Formal mentoring is more structured and typical with new teachers to the profession or the career. In our state, we have requirements for mentoring in order for conditionally licensed teachers to obtain a professional license. This type of formal mentoring structures conversations and topics between the mentor and the teacher. This is a great model for learning and growing in the profession.
Roles of a Mentor
Mentoring can be a complex task. It can feel as though there are so many things to learn that it is nearly impossible to help the teacher in an effective way. The mentee can be less than willing to listen at times and can feel really overwhelmed themselves.
Because of this, mentors need to wear several hats in order to be effective mentors. Mentors need to be able to work with the mentees in different ways to meet their needs. Here are a few different “hats” that the mentor must wear in order to be an effective communicator with the mentee:
Mentoring like a coach: The mentor needs to “coach” the teacher through the year. Like great coaches, there is a great deal of motivation that is needed to be successful. Coaches find the strengths in a player and encourage them. They are also able to provide opportunities for feedback on areas to improve.
Mentoring like a friend: As a friend, we mentor one another in a different way. Friends have a strong bond and relationship with one another. When we work as friends, we laugh and cry together. Most importantly, we share with one another truthfully about what we think and feel. This is really a critical piece for a good mentor/mentee relationship.
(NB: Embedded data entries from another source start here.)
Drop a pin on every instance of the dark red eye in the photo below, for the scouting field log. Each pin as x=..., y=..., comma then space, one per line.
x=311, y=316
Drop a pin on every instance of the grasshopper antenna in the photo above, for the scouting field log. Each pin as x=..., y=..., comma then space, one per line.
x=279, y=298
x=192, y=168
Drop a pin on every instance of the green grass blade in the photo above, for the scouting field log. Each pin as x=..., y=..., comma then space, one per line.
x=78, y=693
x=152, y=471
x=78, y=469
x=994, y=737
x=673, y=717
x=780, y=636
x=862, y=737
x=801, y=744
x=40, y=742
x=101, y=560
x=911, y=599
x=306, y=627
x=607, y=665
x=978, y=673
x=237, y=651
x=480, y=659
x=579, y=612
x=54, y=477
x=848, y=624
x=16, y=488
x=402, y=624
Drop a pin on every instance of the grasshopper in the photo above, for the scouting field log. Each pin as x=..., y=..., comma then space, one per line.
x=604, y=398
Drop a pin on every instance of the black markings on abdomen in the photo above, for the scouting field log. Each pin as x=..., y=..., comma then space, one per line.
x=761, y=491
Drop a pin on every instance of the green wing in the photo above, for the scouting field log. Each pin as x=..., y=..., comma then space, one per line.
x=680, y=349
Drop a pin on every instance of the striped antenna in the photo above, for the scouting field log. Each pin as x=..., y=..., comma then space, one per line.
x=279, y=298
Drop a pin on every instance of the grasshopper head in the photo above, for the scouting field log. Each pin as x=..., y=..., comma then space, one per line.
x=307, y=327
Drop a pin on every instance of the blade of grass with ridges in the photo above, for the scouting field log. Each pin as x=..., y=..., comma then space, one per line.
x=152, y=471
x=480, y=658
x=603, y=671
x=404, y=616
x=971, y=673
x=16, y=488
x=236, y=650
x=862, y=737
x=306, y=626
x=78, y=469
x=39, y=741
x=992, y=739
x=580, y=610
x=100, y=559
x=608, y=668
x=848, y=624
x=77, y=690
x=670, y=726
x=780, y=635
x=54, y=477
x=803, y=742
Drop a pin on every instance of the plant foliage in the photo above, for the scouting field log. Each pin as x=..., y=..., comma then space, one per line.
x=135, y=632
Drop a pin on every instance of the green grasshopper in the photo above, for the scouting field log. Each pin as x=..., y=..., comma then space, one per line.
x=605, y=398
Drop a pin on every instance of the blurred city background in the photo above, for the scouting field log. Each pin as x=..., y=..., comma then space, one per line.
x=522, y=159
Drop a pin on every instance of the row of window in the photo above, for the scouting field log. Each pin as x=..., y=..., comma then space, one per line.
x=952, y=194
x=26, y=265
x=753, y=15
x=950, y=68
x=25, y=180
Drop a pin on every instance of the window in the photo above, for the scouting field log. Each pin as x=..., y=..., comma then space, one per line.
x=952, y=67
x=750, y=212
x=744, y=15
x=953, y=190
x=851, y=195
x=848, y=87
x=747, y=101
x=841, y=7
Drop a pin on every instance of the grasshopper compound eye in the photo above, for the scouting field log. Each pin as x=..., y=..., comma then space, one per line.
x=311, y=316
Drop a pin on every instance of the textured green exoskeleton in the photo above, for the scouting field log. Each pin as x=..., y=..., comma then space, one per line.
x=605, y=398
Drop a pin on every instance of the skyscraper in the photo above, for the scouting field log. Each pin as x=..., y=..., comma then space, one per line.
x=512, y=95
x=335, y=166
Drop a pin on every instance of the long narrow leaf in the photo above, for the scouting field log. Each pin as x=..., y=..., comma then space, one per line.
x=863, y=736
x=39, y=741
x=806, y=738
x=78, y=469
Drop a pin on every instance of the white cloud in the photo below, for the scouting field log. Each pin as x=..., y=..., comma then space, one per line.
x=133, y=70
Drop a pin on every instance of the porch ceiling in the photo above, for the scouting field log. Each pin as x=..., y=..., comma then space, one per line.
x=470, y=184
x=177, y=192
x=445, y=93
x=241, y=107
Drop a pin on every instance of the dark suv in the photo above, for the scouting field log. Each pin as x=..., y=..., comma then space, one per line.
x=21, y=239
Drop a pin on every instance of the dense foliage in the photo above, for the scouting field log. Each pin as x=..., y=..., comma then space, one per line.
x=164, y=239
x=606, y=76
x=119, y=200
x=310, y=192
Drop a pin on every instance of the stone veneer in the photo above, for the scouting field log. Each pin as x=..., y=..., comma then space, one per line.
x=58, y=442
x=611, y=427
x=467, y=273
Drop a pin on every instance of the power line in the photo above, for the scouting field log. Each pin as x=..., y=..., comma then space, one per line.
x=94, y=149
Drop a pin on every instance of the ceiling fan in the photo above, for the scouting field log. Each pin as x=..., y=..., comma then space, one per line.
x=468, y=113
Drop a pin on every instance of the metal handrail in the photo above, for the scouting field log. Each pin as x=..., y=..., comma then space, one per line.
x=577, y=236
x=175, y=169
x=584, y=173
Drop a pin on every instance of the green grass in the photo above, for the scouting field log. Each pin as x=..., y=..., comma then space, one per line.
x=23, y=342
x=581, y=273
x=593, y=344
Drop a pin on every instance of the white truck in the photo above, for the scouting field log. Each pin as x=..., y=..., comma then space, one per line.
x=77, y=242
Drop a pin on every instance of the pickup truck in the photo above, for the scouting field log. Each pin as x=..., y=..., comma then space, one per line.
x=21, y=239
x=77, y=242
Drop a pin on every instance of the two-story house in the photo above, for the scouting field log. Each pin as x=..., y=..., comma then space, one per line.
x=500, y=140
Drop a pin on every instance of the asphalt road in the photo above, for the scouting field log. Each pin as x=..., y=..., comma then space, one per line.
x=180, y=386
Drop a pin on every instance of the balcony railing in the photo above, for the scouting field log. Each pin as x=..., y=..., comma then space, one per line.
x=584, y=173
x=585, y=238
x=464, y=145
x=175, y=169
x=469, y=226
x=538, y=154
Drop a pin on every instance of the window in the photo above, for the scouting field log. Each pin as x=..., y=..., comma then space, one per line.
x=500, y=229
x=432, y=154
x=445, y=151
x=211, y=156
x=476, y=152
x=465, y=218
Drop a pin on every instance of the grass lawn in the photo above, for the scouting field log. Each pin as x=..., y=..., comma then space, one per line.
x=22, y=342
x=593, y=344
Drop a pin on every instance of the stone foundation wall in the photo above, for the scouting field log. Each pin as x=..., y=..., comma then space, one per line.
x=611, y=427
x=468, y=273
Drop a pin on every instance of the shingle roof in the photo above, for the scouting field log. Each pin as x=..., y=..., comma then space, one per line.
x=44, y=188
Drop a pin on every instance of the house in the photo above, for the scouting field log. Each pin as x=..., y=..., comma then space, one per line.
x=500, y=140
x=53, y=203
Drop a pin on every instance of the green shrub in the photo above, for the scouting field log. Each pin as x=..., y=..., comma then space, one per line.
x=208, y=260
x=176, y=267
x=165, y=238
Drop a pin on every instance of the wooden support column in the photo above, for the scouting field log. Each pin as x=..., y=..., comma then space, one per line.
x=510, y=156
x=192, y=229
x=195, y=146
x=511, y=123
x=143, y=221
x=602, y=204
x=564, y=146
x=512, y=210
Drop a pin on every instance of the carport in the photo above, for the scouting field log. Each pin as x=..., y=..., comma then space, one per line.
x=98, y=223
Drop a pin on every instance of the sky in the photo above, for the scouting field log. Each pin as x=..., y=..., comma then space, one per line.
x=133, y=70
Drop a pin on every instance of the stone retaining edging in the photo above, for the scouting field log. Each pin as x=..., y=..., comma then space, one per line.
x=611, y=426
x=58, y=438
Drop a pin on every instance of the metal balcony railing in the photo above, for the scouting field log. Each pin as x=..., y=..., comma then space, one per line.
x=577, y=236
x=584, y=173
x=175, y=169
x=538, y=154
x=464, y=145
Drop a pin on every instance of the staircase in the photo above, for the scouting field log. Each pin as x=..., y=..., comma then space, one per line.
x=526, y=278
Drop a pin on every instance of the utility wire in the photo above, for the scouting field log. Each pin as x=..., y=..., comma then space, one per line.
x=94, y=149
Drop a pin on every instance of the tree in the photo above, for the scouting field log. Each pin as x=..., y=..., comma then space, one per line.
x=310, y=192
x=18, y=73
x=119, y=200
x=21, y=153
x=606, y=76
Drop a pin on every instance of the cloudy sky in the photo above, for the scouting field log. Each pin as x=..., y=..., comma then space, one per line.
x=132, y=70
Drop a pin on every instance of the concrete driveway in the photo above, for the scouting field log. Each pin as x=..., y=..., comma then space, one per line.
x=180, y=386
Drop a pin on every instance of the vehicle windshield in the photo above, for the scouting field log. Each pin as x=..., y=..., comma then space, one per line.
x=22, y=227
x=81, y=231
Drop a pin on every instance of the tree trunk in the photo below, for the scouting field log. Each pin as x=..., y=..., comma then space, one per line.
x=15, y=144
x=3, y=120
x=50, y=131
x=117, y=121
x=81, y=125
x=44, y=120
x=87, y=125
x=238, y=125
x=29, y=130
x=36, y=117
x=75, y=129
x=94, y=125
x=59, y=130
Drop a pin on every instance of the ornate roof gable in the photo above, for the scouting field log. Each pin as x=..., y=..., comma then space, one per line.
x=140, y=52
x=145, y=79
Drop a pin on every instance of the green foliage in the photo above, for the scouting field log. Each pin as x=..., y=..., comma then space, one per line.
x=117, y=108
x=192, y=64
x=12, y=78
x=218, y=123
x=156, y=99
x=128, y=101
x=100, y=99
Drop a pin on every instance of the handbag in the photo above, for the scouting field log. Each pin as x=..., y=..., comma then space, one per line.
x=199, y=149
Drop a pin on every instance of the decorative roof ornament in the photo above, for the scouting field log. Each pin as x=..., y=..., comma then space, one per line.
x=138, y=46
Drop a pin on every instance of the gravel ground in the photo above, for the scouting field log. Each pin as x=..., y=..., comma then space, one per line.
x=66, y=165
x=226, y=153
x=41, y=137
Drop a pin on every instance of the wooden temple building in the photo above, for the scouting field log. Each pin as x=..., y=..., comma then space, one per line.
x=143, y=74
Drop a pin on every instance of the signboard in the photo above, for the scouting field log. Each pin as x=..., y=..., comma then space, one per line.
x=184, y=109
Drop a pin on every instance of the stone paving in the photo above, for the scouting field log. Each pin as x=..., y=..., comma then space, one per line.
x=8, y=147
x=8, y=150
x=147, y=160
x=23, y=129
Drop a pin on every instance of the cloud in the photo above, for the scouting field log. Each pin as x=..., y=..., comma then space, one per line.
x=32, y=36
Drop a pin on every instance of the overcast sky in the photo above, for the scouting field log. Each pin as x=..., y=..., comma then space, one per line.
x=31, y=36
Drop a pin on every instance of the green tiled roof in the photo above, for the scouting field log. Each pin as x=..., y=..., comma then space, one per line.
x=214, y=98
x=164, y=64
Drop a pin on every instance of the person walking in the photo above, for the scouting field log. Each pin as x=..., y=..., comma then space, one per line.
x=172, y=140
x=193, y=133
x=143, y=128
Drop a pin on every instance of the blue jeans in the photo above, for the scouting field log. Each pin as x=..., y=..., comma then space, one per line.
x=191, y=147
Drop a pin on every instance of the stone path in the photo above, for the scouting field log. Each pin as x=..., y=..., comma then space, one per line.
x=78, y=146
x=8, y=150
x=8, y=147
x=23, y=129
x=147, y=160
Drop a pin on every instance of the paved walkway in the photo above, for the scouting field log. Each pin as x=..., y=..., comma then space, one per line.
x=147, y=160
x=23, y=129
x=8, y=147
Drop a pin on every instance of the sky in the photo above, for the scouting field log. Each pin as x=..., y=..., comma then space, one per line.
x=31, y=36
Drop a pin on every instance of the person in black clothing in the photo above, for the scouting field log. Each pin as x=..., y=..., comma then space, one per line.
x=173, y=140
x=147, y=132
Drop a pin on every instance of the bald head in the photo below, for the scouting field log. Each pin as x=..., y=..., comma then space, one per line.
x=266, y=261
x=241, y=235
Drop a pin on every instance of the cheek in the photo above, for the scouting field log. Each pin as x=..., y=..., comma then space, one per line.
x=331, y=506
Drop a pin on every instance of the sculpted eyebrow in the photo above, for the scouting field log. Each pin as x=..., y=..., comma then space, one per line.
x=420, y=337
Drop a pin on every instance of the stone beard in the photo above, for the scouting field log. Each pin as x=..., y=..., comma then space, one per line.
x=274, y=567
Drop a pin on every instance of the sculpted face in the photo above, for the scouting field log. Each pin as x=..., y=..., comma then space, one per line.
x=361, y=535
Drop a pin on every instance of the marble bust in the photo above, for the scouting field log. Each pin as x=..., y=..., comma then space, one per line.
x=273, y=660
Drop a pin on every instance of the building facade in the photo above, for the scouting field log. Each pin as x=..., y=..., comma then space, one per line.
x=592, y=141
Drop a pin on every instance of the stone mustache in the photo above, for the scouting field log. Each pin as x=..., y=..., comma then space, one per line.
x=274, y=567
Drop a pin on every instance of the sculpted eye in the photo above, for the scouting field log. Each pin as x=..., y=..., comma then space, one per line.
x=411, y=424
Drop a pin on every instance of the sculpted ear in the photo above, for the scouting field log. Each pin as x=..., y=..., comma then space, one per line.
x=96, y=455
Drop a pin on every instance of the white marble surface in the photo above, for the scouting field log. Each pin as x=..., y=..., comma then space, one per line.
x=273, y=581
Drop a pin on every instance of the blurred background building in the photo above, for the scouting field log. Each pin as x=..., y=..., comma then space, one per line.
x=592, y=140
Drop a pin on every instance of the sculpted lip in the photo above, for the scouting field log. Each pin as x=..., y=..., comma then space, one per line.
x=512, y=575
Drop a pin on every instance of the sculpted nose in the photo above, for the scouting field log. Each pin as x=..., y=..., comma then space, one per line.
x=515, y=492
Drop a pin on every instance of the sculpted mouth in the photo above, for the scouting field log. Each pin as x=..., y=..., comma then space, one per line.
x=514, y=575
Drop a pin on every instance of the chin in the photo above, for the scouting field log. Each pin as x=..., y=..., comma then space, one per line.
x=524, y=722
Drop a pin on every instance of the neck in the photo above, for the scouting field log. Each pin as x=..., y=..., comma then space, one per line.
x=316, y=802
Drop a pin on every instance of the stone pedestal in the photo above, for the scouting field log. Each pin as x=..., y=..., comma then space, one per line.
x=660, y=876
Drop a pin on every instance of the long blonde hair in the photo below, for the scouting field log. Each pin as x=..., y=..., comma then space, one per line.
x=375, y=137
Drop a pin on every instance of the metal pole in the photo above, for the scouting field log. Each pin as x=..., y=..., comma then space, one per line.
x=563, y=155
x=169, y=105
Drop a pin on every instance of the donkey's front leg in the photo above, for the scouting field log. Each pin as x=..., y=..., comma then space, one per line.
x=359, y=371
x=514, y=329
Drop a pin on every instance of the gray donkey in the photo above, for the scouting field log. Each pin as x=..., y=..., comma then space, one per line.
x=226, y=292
With communication that is trusting and clear, mentors can really know how to support the teachers they are working with.
Mentoring like a peer: Teachers need to mentor other teachers. Principals or counselors can help to mentor new teachers, but the advice and support really has to come from a peer. The importance of teachers mentoring other teachers can’t be understated. And, the mentor needs to mentor the new teacher into the “profession” as much as into the school or grade level.
Mentoring like an evaluator: This is probably the hardest hat for the mentor to wear, but it is an important one. Teachers don’t like to feel as though they are “evaluators” of one another—I wouldn’t really encourage that myself. The mentor should provide feedback about the process of being evaluated and what the principal (or evaluator) is looking for. This is the kind of specialized knowledge that can’t be gained from a handbook or staff meeting. This insight will really help the new teacher to be successful as an employee as much as a teacher.
Other Factors to Consider
There are a few other insights I have noticed about successful mentoring. First, it is critical that there is scheduled time and topics for the mentor and the mentee. It's easy to “skip over” some of the communication that should be taking place. The assumption that the mentee already knows this or that is a bad one, so structure is critical to success with mentoring.
I have noticed that it works well, if possible, for teachers to mentor one another from other grade levels. At times, the teachers need to have the ability to share information about those they work with the most. If there are two third grade teachers in a school, as a principal, I would try not to have the new third grade teacher mentor with the teacher in the same grade.
With a structure, a schedule, and open lines of communication between the mentor and mentee, it can produce great teachers and great professionals who feel supported in their first years.